A quase totalidade das pessoas identifica o ‘progresso tecnológico’ com o progresso em geral. Se um país progride tecnologicamente, então progride em todos os aspetos. Ora este texto propõe uma visão do progresso completamente diferente. Que, apesar de nunca ter sido escrita em parte nenhuma, se me apresenta hoje com uma evidência cristalina. No final deste texto, o leitor dirá de sua justiça.
O ‘progresso tecnológico’ nunca para. Desde que o primeiro homem surgiu sobre a Terra, a tecnologia tem avançado sempre. Às vezes mais lentamente, outras muito rapidamente. Nos tempos que correm, o progresso tecnológico é estonteante. Cada dia há uma descoberta nova. Um televisor que comprámos no mês passado daqui a um mês já estará ultrapassado. E com produtos como os telemóveis o fenómeno ainda é mais acelerado. Todas as semanas sai um modelo novo.
MAS SE O PROGRESSO tecnológico não para, com o ‘progresso material’ as coisas já não se passam bem assim. O progresso material das sociedades não acompanha obrigatoriamente o progresso tecnológico. Se todos os dias há novas descobertas, se as novas gerações disporão de produtos tecnologicamente mais avançados do que aquelas que as precederam, isso não quer dizer que materialmente vivam melhor.
Diz-se mesmo que estamos num tempo em que, pela primeira vez, os filhos poderão vir a viver pior do que os pais. De facto, até hoje, os filhos viviam quase sempre melhor do que os progenitores tinham vivido. Os pais da maioria dos meus colegas de escola e de liceu tinham uma vida bem mais difícil do que aquela que os filhos tiveram. E os pais dos pais deles ainda tinham vivido com maiores dificuldades. E por aí fora.
Mas estamos no limiar de um tempo em que a situação se pode inverter, apesar de o progresso tecnológico não ter parado. O que quer dizer que o progresso material não acompanhou o progresso tecnológico.
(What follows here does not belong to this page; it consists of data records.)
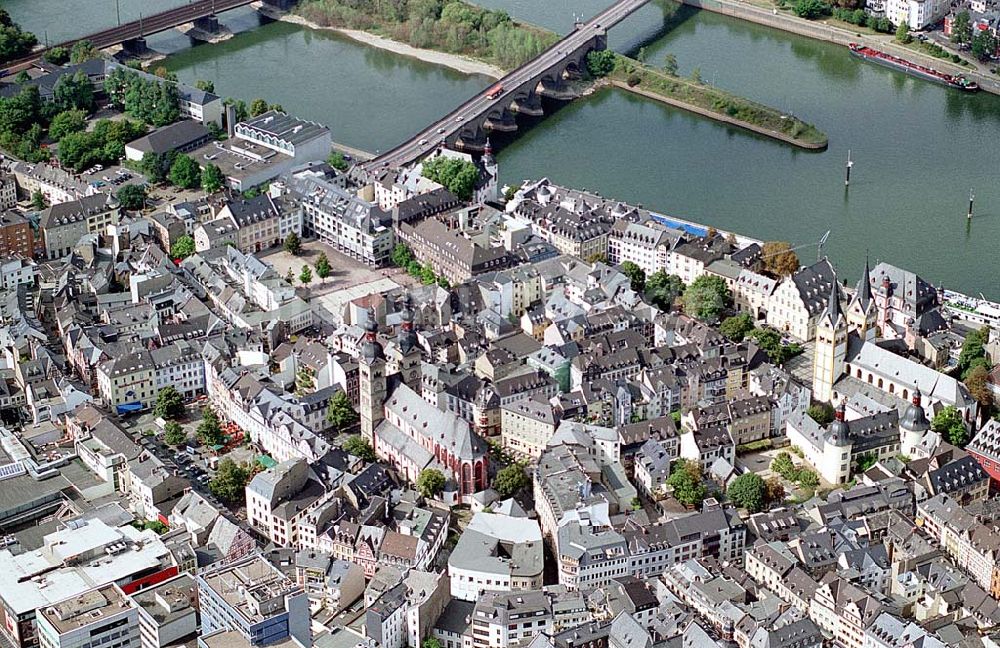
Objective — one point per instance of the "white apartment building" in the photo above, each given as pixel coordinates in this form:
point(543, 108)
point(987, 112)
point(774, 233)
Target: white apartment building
point(99, 617)
point(918, 14)
point(166, 611)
HÁ AINDA UM TERCEIRO MODO de progresso que não acompanha necessariamente os outros dois. Chamemos-lhe ‘progresso imaterial’, ou moral, ou espiritual. E não me refiro à religião mas à dimensão espiritual de cada ser humano.
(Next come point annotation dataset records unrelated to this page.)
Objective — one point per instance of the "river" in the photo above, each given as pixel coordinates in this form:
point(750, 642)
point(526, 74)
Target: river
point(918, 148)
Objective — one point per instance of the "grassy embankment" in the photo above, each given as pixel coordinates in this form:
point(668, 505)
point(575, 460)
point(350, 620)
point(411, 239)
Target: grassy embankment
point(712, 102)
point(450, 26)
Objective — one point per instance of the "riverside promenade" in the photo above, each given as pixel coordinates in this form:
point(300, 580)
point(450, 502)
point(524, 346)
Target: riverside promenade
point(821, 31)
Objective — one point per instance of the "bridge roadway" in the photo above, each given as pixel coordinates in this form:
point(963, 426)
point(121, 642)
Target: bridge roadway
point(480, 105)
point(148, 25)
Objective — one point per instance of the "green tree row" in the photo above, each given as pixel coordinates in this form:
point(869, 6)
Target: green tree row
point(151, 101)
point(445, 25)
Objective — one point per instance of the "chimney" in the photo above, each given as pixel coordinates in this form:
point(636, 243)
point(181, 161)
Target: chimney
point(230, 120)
Os seres humanos não são unidimensionais. Embora a sua dimensão material esteja muito desenvolvida nos tempos que correm, o homem não se esgota nela. Há uma dimensão espiritual que se manifesta no amor, ou na contemplação da arte, ou na leitura, ou na criação literária ou artística. O homem dá uso ao espírito e, simultaneamente, procura alimentar o espírito – lendo, ouvindo música, indo a exposições ou ao cinema.
E, noutro plano, cultiva princípios e valores – como a verdade, a honestidade, a solidariedade, o respeito pelos outros seres humanos, etc.
ORA, ESTE PROGRESSO imaterial também não segue necessariamente a par dos outros dois, como se disse. Pode haver progresso tecnológico e progresso material – mas, ao mesmo tempo, regressão ao nível das artes, dos princípios ou dos valores.
A nossa época é um claro exemplo disso: a par de um vertiginoso progresso tecnológico, e de um menos evidente progresso material, assistimos a um retrocesso ao nível do progresso imaterial.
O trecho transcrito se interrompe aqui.